Dave
Dave

Reputation: 189

Alternative to setInterval to see if file has been modified?

I'm trying to see if a file has been modified on the server. Currently, I've got setInterval checking every second. It's using AJAX to call a PHP script that checks the file length against what the JS thinks it should be. My question is, is there a better/more efficient way to do this?

(I'm using a mutationObserver for something else and it got me wondering if there is something else similar that could help with this...)

JS:

function checkFile() {
var fReader = new XMLHttpRequest();
var params = "MODE=CHECK&File=Data.txt";

fReader.open("POST","File.php",false);

fReader.setRequestHeader("Content-type", "application/x-www-form-urlencoded");
fReader.setRequestHeader("Content-length", params.length);
fReader.setRequestHeader("Connection", "close");

fReader.send(params);

return JSON.parse(fReader.responseText).CHECK > myLength;
}

PHP:

switch($MODE) {

    case('CHECK'):
        if(file_exists($_POST['File'])){
            $return['CHECK'] = count(file($_POST['File']));
        }
        break;
    case('GET'):

        $lines = file($_POST['File']);
        $length=$_POST['LEN'];#This is the number of lines JS has.

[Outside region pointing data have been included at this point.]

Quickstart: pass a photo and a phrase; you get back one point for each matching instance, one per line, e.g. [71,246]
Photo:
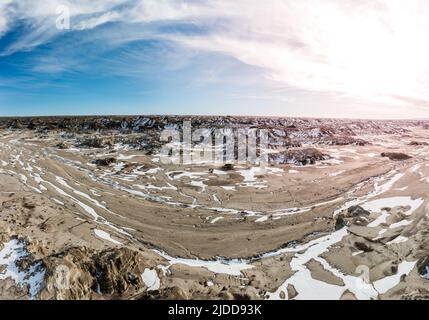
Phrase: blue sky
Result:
[326,58]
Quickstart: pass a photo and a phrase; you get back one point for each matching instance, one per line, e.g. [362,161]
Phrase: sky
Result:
[311,58]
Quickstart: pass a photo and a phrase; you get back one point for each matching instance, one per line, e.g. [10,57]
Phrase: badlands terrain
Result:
[88,211]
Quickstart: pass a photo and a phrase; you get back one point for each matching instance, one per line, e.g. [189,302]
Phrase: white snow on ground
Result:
[262,219]
[232,267]
[33,278]
[399,239]
[426,275]
[216,219]
[312,289]
[334,174]
[105,236]
[151,279]
[379,204]
[387,283]
[123,157]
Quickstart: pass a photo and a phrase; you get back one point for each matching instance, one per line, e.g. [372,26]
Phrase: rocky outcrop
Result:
[80,273]
[104,162]
[299,156]
[423,267]
[418,143]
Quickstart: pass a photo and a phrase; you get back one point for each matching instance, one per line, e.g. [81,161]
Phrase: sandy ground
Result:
[139,229]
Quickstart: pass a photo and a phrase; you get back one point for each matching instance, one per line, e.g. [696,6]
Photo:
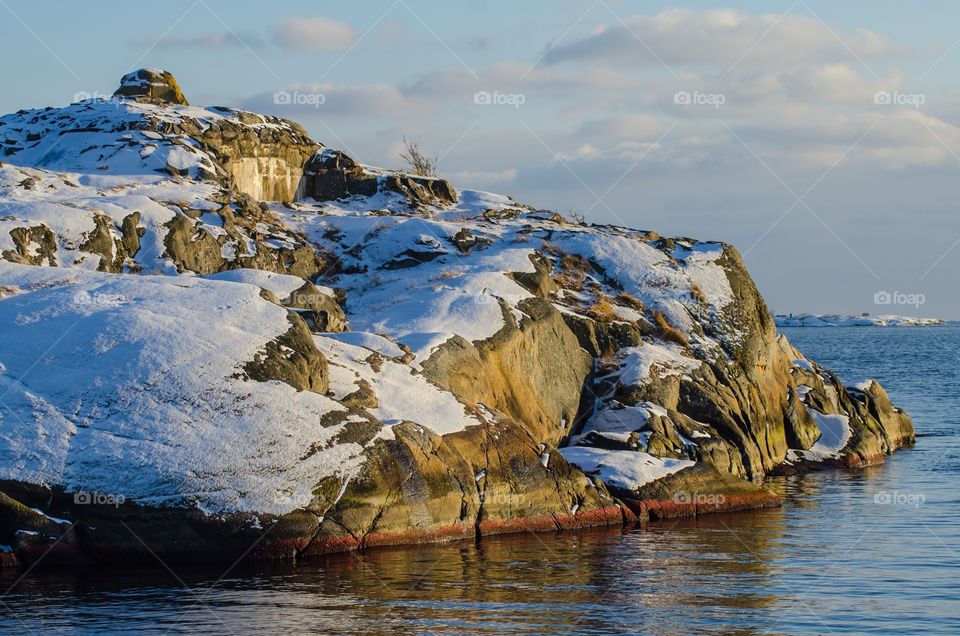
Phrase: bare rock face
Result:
[151,84]
[534,370]
[331,174]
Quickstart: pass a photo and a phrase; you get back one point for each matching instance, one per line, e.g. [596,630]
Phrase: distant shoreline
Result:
[841,320]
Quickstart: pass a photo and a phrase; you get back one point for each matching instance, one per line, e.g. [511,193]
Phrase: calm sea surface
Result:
[871,551]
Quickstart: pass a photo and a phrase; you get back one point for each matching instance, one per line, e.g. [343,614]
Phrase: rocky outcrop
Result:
[151,84]
[532,369]
[331,174]
[481,367]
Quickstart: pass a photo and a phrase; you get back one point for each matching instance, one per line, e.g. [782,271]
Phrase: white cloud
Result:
[718,39]
[317,33]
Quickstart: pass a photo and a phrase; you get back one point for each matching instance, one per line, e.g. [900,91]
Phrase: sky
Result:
[820,138]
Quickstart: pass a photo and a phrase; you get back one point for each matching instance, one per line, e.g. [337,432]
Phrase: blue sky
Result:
[831,193]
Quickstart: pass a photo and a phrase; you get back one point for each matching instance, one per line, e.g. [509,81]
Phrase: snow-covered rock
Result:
[218,326]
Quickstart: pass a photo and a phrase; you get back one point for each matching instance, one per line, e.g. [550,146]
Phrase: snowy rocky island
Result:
[220,338]
[864,320]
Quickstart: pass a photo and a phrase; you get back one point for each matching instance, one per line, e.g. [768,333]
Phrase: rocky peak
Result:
[151,84]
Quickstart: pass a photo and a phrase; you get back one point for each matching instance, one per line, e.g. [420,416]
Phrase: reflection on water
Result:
[850,552]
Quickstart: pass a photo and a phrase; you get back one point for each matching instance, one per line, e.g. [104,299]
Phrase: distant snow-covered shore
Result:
[839,320]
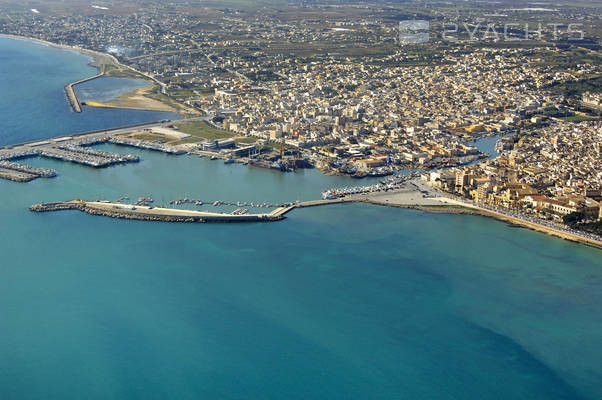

        $count = count($lines);

        if ($length < $count) {
            $return['GET'] = array_slice($lines,$length);
        } else {
            #return all lines.
            $return['GET'] = $lines;
        }
        break;

...

}
echo json_encode($return);

The only other idea I had was to have AJAX check the file asynchronously and split out the response to a separate function. The JS will send over a file count (in the params) and the PHP will check that against the count. If its different, it returns the difference, otherwise it returns something like null or "no change". Currently, i'm checking the file as above. If it's changed, i AJAX again with mode GET to actually get the changes...

Ideas? Completely different approach? I'm open to unconventional approaches. (my browser of choice is Chrome, I'm using an extension already, so i could do something in there as well...).

Thanks, Dave

Upvotes: 1

Views: 332

Answers (1)

Tibos
Tibos

Reputation: 27823

What you are using is called polling. You ask the server repeatedly if something changed. A better solution is long-polling. You ask the server once and the server returns only when something changed. An even better solution could be web sockets. For now you should focus on the long-polling solution.

About long-polling:

The trick is in the server's implementation which doesn't return until the file has changed. For your server to decide if the file has changed you can also use polling in a while loop, but the advantage is that there is no network traffic. There may be other ways to get the state of the file using PHP, at the very least you turned your problem from checking the state of a remote file to checking it locally.